Антон Иванович поневоле ощутил призыв к какому-то неясному, но решительному действию. Он ведь давно знал и понял, как рос маленький Бинго, милый забавный и проказливый щенок, как все любили его, жалели и ласкали, и, пока он был маленький, его никогда не оставляли в одиночестве, и даже спал он всегда вместе с хозяевами на широкой теплой постели, с краешку, в уголочке, уткнувшись носом в легкое ватное одеяло. Мир для него – это когда постоянно рядом живые добрые сказочные существа: хозяин, хозяйка и их сын Митя, и, когда Бинго подрос, с ним случилась первая грозная беда: его на час или на два оставили в квартире одного.
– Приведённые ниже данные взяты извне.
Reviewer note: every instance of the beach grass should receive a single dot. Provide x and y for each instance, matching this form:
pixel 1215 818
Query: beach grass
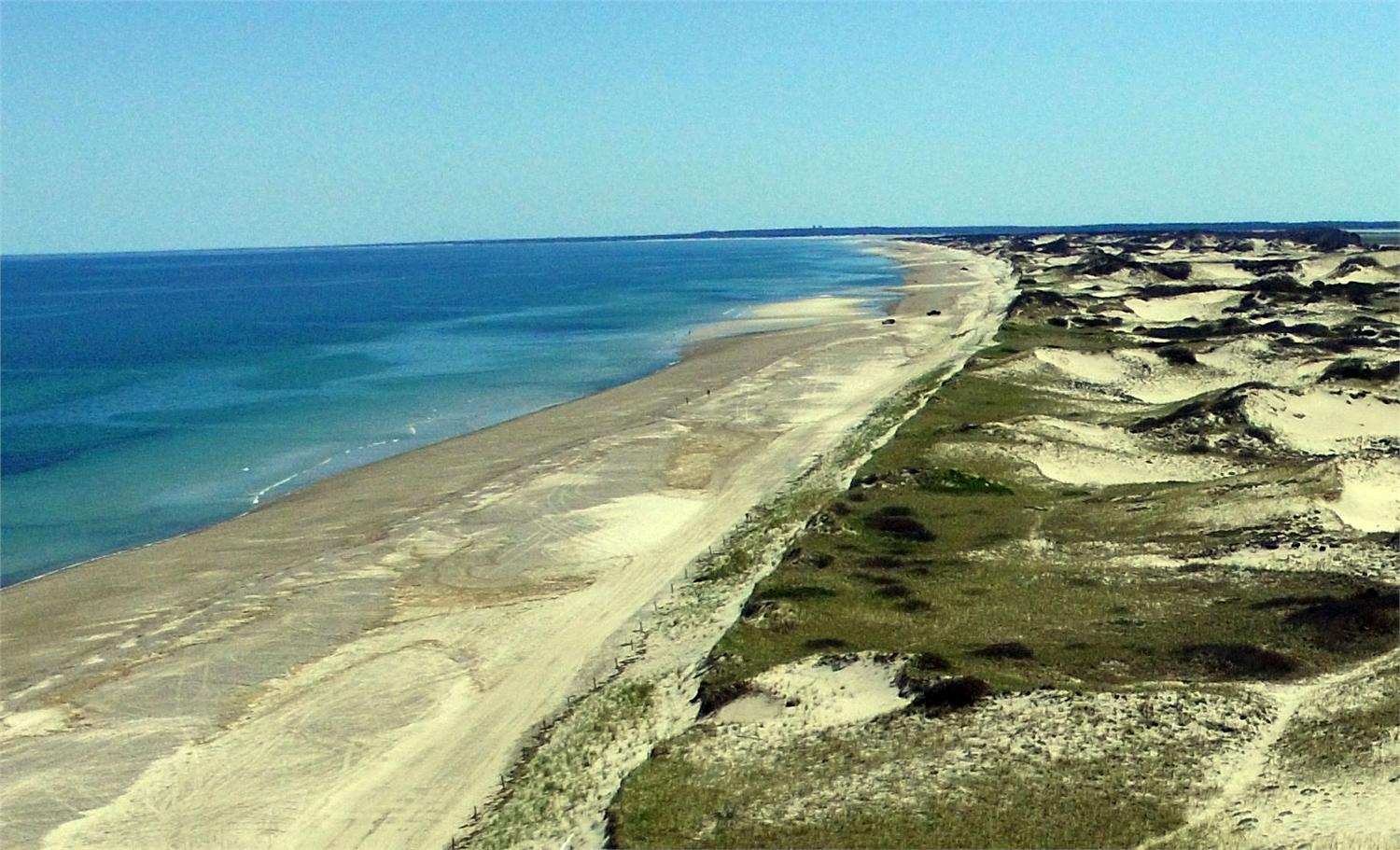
pixel 971 564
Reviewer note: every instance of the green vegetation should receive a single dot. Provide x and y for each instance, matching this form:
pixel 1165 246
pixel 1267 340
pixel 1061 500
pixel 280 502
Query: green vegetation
pixel 1347 737
pixel 545 790
pixel 691 801
pixel 982 576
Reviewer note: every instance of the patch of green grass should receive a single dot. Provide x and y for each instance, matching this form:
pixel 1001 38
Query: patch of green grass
pixel 955 481
pixel 554 780
pixel 1344 738
pixel 685 800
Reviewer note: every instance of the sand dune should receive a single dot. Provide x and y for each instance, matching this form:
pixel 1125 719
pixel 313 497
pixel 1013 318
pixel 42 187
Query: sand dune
pixel 357 664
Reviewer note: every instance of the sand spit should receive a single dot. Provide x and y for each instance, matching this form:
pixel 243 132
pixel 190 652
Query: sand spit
pixel 356 665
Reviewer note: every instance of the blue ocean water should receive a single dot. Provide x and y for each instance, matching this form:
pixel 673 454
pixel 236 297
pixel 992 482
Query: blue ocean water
pixel 145 395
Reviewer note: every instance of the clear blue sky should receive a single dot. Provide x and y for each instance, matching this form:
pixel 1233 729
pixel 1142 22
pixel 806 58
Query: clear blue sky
pixel 137 126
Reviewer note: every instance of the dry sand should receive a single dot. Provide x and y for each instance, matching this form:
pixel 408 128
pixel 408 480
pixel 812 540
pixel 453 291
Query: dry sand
pixel 356 664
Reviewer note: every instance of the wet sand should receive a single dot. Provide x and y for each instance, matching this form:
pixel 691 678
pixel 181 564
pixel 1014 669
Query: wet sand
pixel 356 664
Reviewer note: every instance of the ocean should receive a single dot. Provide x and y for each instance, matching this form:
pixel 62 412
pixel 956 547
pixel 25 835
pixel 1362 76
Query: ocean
pixel 145 395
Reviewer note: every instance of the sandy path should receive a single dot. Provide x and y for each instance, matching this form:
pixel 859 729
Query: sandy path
pixel 355 665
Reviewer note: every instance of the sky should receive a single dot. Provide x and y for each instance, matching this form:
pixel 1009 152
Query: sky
pixel 165 126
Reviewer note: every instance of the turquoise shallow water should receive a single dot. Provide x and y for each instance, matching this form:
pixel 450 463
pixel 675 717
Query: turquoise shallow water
pixel 146 395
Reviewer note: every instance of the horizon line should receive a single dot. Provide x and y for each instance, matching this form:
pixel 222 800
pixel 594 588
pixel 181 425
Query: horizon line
pixel 786 232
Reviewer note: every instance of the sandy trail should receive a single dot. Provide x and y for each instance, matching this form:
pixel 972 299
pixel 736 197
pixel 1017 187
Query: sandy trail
pixel 356 665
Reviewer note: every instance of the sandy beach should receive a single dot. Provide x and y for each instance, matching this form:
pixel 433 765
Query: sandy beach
pixel 357 664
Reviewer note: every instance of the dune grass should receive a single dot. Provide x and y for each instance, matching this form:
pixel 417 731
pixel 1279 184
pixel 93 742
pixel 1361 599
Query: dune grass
pixel 971 564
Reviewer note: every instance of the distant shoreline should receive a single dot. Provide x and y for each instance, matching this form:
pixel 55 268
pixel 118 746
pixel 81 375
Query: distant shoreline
pixel 784 232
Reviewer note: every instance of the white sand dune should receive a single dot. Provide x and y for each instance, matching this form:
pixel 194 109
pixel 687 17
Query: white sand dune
pixel 357 664
pixel 1324 422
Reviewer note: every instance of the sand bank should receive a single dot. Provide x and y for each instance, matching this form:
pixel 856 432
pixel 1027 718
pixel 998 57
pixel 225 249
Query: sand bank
pixel 356 664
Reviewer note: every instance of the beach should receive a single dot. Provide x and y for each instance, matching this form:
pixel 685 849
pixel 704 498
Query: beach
pixel 360 662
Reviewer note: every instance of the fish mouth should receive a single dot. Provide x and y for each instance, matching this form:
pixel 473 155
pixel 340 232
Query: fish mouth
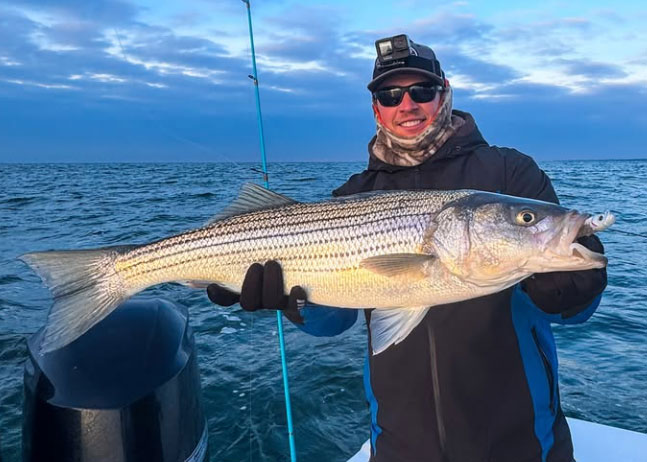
pixel 566 245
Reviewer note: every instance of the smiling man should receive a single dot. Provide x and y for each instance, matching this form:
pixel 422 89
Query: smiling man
pixel 475 380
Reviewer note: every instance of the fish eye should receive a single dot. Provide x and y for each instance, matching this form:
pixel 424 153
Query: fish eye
pixel 526 217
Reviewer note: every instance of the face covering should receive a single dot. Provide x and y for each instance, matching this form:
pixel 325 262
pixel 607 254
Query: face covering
pixel 408 152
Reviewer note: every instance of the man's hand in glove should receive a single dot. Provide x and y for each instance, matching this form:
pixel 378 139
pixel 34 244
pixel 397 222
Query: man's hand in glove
pixel 262 290
pixel 568 292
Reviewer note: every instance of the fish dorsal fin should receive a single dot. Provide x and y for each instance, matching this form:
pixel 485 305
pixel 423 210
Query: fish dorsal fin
pixel 252 198
pixel 414 265
pixel 391 326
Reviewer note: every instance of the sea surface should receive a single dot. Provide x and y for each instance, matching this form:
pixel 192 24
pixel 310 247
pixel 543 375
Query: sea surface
pixel 603 362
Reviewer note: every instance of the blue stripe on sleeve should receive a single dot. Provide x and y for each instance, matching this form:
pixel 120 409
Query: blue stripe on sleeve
pixel 372 402
pixel 524 319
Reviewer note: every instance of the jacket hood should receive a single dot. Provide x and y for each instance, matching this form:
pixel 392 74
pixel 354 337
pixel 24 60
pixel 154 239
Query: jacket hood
pixel 467 138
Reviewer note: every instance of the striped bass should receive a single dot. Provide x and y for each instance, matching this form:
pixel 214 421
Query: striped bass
pixel 400 252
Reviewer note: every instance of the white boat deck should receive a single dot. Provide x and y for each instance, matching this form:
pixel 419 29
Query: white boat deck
pixel 592 443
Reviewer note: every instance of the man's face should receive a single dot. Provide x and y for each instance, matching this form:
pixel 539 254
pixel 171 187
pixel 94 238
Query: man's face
pixel 408 119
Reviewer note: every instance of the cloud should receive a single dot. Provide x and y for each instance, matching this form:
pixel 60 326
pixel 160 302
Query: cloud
pixel 590 69
pixel 116 71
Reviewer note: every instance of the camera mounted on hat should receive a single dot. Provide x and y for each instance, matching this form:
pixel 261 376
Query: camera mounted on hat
pixel 400 54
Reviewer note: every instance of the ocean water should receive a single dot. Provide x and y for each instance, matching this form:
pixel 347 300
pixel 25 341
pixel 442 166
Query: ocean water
pixel 603 363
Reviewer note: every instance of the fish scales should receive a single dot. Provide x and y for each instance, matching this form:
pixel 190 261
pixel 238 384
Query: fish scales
pixel 309 240
pixel 400 252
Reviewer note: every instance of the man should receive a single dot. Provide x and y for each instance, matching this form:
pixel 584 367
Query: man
pixel 475 380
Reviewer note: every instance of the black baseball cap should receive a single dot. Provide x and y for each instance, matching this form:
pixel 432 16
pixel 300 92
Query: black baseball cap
pixel 421 60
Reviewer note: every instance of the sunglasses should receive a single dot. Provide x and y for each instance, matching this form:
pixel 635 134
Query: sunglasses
pixel 419 92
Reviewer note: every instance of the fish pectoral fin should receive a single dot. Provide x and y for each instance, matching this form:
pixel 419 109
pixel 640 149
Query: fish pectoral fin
pixel 196 284
pixel 413 265
pixel 391 326
pixel 252 198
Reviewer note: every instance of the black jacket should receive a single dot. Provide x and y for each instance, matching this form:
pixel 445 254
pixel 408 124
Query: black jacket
pixel 475 380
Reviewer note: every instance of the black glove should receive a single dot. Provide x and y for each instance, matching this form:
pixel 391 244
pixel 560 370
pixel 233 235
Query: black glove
pixel 262 290
pixel 568 292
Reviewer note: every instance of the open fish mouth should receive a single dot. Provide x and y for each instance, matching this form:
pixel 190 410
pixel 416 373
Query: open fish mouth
pixel 575 226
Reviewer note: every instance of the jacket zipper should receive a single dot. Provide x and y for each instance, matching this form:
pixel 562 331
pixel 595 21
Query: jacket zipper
pixel 436 388
pixel 547 369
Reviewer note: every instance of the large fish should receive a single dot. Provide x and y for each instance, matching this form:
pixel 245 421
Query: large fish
pixel 400 252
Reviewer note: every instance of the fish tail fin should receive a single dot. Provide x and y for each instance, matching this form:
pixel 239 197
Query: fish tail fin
pixel 85 286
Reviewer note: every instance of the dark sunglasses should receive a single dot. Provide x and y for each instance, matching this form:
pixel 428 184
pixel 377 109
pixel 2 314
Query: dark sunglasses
pixel 419 92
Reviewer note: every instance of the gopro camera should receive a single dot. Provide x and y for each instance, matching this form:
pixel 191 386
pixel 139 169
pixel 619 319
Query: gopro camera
pixel 393 49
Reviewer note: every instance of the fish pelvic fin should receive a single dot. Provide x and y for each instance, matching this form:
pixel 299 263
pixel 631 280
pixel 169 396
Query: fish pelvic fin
pixel 391 326
pixel 85 286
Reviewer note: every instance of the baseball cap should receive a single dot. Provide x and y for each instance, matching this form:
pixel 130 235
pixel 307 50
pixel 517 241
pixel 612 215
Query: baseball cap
pixel 421 60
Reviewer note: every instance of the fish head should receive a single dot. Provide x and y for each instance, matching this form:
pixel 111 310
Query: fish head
pixel 488 238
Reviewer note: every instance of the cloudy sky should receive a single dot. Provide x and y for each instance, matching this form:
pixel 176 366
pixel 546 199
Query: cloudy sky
pixel 143 80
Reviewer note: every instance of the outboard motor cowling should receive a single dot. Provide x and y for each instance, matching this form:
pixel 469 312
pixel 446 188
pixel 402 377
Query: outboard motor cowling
pixel 126 391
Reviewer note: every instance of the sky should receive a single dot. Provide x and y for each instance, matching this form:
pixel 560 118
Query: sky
pixel 159 81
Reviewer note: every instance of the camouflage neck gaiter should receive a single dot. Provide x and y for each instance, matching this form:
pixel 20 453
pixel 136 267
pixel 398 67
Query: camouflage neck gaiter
pixel 409 152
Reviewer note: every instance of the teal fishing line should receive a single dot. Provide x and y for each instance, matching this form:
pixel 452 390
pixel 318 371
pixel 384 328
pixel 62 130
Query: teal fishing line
pixel 279 319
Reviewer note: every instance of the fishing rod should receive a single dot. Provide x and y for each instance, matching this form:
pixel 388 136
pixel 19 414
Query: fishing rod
pixel 279 318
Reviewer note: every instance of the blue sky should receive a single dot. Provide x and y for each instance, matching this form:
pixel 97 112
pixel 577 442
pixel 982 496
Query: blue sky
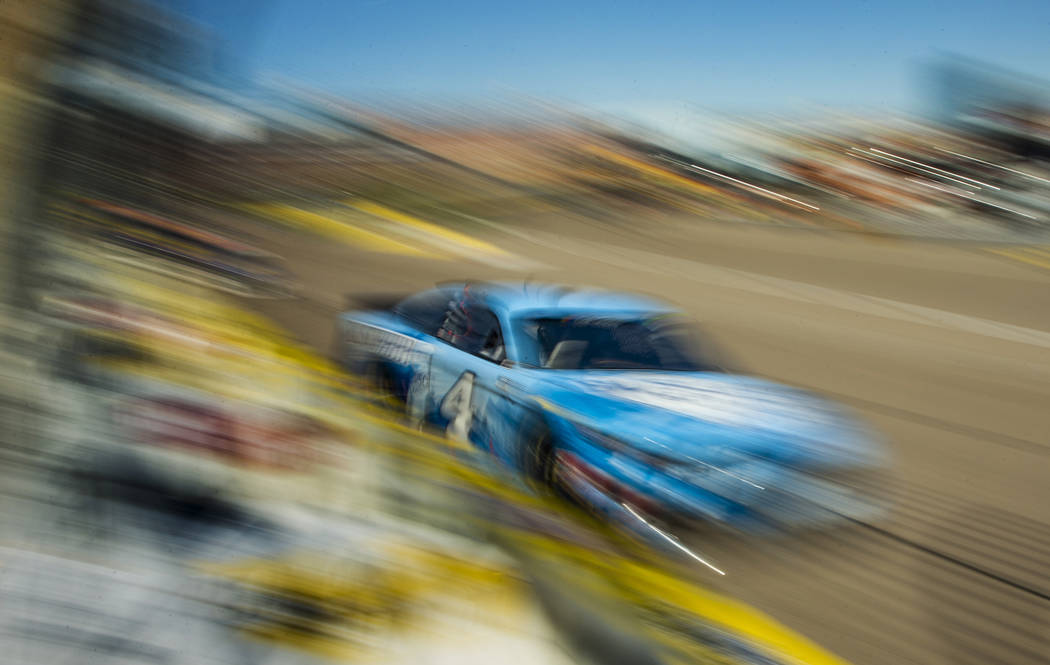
pixel 749 56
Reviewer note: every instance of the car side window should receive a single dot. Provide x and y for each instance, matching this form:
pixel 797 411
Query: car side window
pixel 425 311
pixel 474 329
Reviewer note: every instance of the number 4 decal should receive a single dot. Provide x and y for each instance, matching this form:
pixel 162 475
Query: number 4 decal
pixel 457 408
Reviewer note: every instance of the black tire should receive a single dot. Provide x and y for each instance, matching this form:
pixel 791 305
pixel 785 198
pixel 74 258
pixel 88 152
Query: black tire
pixel 539 459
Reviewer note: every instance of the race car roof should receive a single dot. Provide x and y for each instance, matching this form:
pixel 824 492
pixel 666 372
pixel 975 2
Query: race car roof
pixel 517 296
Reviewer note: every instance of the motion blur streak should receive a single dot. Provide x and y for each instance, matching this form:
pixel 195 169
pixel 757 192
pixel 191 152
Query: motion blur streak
pixel 239 423
pixel 673 541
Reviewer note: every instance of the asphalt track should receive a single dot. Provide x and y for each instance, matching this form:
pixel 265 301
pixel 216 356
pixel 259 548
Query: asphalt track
pixel 945 349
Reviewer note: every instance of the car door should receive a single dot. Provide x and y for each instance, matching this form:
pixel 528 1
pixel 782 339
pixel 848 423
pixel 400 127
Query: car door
pixel 465 372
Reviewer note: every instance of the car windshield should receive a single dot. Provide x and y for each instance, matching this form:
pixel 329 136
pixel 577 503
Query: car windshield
pixel 603 343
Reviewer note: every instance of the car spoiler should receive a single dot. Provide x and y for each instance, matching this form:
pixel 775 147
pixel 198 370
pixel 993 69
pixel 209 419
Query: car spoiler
pixel 381 302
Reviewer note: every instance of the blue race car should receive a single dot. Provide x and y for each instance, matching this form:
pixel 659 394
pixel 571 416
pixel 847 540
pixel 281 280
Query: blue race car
pixel 611 398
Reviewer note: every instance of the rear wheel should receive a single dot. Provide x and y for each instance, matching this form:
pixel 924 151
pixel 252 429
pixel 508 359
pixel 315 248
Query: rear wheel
pixel 540 463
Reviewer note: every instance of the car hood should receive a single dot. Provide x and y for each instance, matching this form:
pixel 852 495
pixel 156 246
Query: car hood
pixel 712 417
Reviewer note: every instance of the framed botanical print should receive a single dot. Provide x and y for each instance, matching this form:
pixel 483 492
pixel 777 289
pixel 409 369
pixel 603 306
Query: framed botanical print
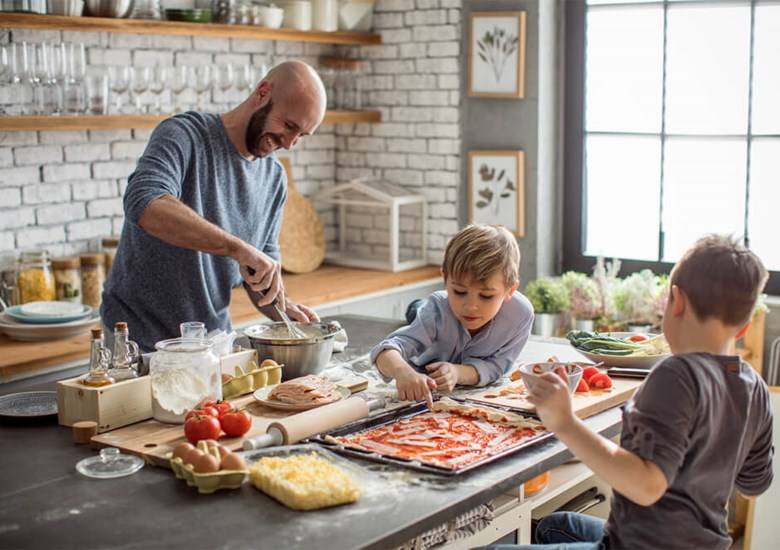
pixel 496 189
pixel 497 54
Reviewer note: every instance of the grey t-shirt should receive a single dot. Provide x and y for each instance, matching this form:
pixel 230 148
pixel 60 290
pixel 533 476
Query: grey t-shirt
pixel 154 286
pixel 706 421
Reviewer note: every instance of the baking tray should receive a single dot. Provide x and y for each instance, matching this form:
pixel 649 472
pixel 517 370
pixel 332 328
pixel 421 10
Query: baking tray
pixel 400 414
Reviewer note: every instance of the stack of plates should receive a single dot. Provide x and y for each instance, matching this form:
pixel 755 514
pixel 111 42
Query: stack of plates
pixel 191 16
pixel 40 321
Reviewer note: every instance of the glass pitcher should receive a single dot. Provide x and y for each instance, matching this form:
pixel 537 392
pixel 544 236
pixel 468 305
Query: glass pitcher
pixel 184 372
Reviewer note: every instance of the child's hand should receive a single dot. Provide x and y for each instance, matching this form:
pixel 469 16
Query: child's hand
pixel 552 398
pixel 414 386
pixel 444 374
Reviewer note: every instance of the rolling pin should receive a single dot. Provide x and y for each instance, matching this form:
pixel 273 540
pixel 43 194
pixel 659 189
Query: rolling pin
pixel 300 426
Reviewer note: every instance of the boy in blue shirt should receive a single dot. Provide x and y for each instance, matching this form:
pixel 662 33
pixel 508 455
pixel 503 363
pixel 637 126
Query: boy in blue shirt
pixel 472 332
pixel 699 425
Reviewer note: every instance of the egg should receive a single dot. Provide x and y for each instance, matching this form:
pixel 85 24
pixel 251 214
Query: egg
pixel 182 450
pixel 206 464
pixel 232 461
pixel 193 456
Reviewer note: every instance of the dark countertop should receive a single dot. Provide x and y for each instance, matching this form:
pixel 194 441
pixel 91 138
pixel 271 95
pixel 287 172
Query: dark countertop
pixel 45 503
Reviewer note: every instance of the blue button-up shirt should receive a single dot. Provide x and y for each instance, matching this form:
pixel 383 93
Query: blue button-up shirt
pixel 437 335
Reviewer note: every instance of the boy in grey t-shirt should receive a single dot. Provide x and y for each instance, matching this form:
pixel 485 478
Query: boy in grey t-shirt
pixel 700 424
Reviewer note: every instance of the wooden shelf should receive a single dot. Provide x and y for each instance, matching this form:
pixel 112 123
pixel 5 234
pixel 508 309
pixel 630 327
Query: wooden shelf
pixel 112 122
pixel 144 26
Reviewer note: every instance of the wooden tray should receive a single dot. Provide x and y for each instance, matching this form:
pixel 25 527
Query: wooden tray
pixel 584 404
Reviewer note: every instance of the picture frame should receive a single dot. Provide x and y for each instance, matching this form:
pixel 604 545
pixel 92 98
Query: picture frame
pixel 496 61
pixel 496 189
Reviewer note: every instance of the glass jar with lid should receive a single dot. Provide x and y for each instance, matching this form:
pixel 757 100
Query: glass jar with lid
pixel 35 278
pixel 109 246
pixel 184 372
pixel 67 279
pixel 93 275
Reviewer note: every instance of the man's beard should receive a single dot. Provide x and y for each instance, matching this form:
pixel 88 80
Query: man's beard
pixel 255 133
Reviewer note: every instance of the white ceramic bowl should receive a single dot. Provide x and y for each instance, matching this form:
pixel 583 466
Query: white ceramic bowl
pixel 629 361
pixel 530 372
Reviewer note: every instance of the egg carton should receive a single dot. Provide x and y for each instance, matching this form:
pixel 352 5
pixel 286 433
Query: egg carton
pixel 269 373
pixel 210 482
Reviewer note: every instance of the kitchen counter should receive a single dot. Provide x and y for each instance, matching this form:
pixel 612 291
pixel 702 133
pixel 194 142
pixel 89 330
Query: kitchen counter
pixel 325 285
pixel 44 503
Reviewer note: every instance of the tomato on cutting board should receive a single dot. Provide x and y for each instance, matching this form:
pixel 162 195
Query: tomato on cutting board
pixel 588 373
pixel 198 427
pixel 582 386
pixel 600 381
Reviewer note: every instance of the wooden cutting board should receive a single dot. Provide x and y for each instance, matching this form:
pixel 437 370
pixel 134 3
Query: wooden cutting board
pixel 153 440
pixel 584 404
pixel 302 237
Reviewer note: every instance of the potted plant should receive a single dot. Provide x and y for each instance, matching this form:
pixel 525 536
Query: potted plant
pixel 640 300
pixel 584 299
pixel 550 299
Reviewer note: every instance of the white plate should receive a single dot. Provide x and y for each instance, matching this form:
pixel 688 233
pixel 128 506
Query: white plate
pixel 261 396
pixel 642 362
pixel 41 333
pixel 51 309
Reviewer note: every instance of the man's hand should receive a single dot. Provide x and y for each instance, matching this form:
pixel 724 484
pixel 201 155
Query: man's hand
pixel 299 312
pixel 445 375
pixel 550 394
pixel 415 386
pixel 262 274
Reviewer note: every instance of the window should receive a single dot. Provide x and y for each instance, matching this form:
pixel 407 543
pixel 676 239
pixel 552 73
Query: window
pixel 672 129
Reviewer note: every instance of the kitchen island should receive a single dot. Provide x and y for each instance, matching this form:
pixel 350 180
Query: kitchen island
pixel 45 503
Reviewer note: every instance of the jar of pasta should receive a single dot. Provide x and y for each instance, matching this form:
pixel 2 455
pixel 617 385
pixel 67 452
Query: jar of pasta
pixel 93 275
pixel 109 246
pixel 67 279
pixel 35 278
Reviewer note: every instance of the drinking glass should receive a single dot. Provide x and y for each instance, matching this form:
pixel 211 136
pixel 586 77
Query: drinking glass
pixel 139 84
pixel 159 77
pixel 193 329
pixel 178 83
pixel 97 93
pixel 200 81
pixel 119 77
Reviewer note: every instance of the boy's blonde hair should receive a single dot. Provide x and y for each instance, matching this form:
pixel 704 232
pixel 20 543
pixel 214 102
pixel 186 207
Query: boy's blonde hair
pixel 479 251
pixel 721 278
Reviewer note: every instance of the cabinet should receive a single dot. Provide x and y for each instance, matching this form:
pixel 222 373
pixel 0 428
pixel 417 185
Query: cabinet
pixel 390 304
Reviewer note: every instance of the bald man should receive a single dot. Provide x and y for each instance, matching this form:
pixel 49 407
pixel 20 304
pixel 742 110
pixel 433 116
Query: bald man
pixel 203 211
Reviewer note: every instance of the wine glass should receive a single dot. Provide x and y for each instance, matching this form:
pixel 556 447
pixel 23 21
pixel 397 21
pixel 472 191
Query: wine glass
pixel 159 76
pixel 200 81
pixel 139 84
pixel 223 80
pixel 119 78
pixel 178 83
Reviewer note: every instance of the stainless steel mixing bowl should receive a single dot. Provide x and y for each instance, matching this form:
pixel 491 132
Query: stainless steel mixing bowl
pixel 109 8
pixel 299 356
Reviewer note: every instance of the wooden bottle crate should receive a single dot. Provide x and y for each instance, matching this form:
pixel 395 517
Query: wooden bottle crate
pixel 112 407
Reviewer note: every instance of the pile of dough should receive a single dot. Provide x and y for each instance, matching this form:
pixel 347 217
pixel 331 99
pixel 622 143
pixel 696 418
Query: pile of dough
pixel 304 482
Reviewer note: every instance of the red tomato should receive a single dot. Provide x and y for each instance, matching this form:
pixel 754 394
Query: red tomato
pixel 236 423
pixel 588 373
pixel 601 381
pixel 199 427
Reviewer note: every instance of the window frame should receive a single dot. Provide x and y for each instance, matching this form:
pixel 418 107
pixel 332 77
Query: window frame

Мир закатился для него в преисподнюю, разразилась катастрофа, он не мог понять, что случилось, где он, что происходит, куда деть себя в одиночестве, и он выл, лаял, гавкал, бросался на дверь, кричал, стенал, плакал, слезы мелкими горошинами катились из его глаз… Катастрофа эта стала повторяться все чаще, все на большие и большие промежутки времени, но Бинго, почти как всякий доберман, не мог привыкнуть к этому, катастрофа не становилась закономерной частью его жизни, она оставалась просто катастрофой, бездной, небытием, крушением, черной дырой. И всякий раз Бинго бесновался, как будто наступил конец света, он и выл, и лаял, и гавкал, и рычал, и скулил, и визжал, и тявкал, но больше всего выл и выл… не переставая… не переставая…

В большом (в двадцать два этажа) доме кто-то любил Бинго, кто-то его ненавидел за беспокойный характер и бесконечное гавканье и вытье, и только Антон Иванович, ближайший снизу сосед, научился слышать в тоске и безумии Бинго глубокую и искреннюю песню. Пусть выл, но как выл! Пусть гавкал, но как гавкал! Так глубоко и страстно могут петь только птицы: щеглы и чечётки, канарейки и свиристели, снегири и чижи.

Но в этот раз. нов этот раз, когда Антон Иванович стал президентом Академии и приехал домой всласть поработать над авторской рецензией, он разобрал в песне Бинго что-то новое, иное, совсем другое, что слышал всегда: Бинго выл не как пел, а пел как просил (и умолял) о пощаде: не могу больше жить! не хочу больше жить! помогите избавиться от страданий, от жизни, от тоски и безумия!

Антон Иванович (заглянем ему в сердце) считал себя единственным человеком на свете, кто правильно понимал Бинго, и, поняв Бинго и на этот раз, хотя и не разделяя его взгляда на жизнь (петь нужно до конца и не просить ни у кого и ни у чего пощады!), Антон Иванович оторвался от рукописи и спросил себя прямо и вполне серьезно: «Что делать?»

«Как что делать?!» – таков был тут же ответ его.

Антон Иванович выбрался из-за стола и, будто находясь в сомнамбулическом состоянии, вышел из квартиры и поднялся по лестнице на один этаж выше. У него был ключ от квартиры соседей, так, совершенно случайно, хотя прихватил он его когда-то осознанно, но как во сне. Бинго от радости чуть не сшиб Антона Ивановича с ног, когда тот открыл дверь, стал прыгать вокруг него, ласкаться, лизать руки, вертеться вокруг него юлой (ведь они были уже неплохо знакомы). Антон Иванович подхватил Бинго на руки, приласкал его и, подойдя к окну, открыл раму, а затем резким, неожиданным для Бинго движением выбросил собаку из окна.